One main point he focused on was that alcohol-related harm may not always be the symptoms we get from drinking too much; instead, it is the actions we do while intoxicated that may cause the harm.
Byczkowski said, “I realized I had an alias as I drank. I was not the same person I was drunk as I was sober.”
The first point of his talk was called, “Social Support.” Byczkowski spoke about people who are more likely to drink when others are pressuring them to do so. Drinking is perceived as something “cool” to do in college, and people want to fit in said Byczkowski.
Byczkowski’s next point was called, “The Thrill.” According to Byczkowski, drinking gives people a thrill. They do not know what is going to happen if they drink, and that is exciting to them.  Byczkowski said they expect to have a great time.
His last point focused on how people have a tendency to embarrass themselves while drinking.
Byczkowski said people often find the stupid things they do funny when they are drunk and like having stories to tell about the “show” that happened at a party.

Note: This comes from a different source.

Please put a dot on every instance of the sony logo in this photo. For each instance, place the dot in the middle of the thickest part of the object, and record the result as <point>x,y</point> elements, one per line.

Throughout his talk, Byczkowski also came up with a list of different types of drinkers.
He divided them into responsible, those who can control their drinking; the hopeful, those who do not have control, but know their actions; and the reckless, the ones who have a real problem.
Byczkowski’s last point emphasized that students need to look after each other. If someone cannot control their actions or becomes a reckless drinker, a friend needs to step in to help them.